Lets check from the data is the top 20% of users with largest number of locations visited have visited the 80% of the locations.

In [9]:
locs_ids = table[table.user.isin(user_locations.iloc[:21700].index)]['location id']

In [10]:
print ("percentage of locations visited by top 20% is",round(100*len(locs_ids.unique())/1280969, 2))
print("Our problem has a 80-20 rule")

percentage of locations visited by top 20% is 80.0
Our problem has a 80-20 rule


# Highest scores algorithm 

We use the records for the top 20% users and ignore the records for places that just appear 1 time.
We sve the reduced table `reduced_data.csv` to use later.

In [125]:
cut_table = table[table.user.isin(user_locations.iloc[:21700].index)]
locs_1 = cut_table['location id'].value_counts()
locs_1 = locs_1[locs_1==1]
cut_table = cut_table[~cut_table['location id'].isin(locs_1.index)]
cut_table['check-in time'] = pd.to_datetime(cut_table['check-in time'])

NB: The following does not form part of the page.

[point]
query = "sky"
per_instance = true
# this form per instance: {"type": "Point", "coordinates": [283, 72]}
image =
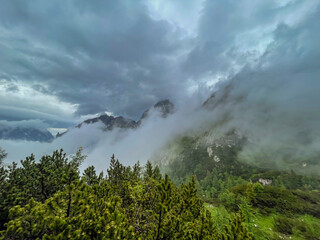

ids = tuple(cut_table.user.unique())

In [127]:
# Save the table with reduced records
#cut_table.to_csv('reduced_data.csv', index=False)

In [None]:
# Code to calculate scores
L = len(ids)
L = 10
for i in range(L-1):
    s_table = cut_table[cut_table.user==i]
    for j in range(i+1, L):
        t_table = cut_table[cut_table.user==j]
        share = set(s_table['location id']).intersection(t_table['location id'])
        print('share', len(share))
        st, ts = 0, 0
        for i in share:
            time1 = s_table[s_table['location id']==i]['check-in time'].max()
            time2 = t_table[t_table['location id']==i]['check-in time'].min()
            if time2 < time1:
                #print('st', 1)
                st += 1
            if time2 > time1:
                #print('ts', 1)
                ts += 1
        print(i, j, st, ts)

## Friends scores

To do this we are going to take the friends pairs from the edges table. Before that, we should transform the edges to unique edges list with `networkx`.

- create script to calculate scores for friends.

In [15]:
unique_edges = list(edges.apply(lambda x: (x[0], x[1]), axis=1))

In [16]:
import networkx as nx
G=nx.Graph()
G.add_edges_from(unique_edges)

In [80]:
print(G.number_of_edges())

950327


Now, save the graph object and cut_table to pickle files.
These shorter files reduce the computing time.

In [25]:
import pickle
# Save Pickle
pickling_on = open("edges.pickle","wb")
pickle.dump(G, pickling_on)
pickling_on.close()
cut_table.to_pickle('reduced_data.pickle')

In [33]:
# read pickle edges file
pickle_off = open("reduced_data.pickle","rb")
emp = pickle.load(pickle_off)

We are going to use `multiprocessing` for parallel computing in the script `firends_score_mp.py`, which 
has an expected computation time of 133 min. 



## No-friends score

- Create edges file of no-firends from friends edges and reduced check-ins table.
- Evaluate the score for no-friends.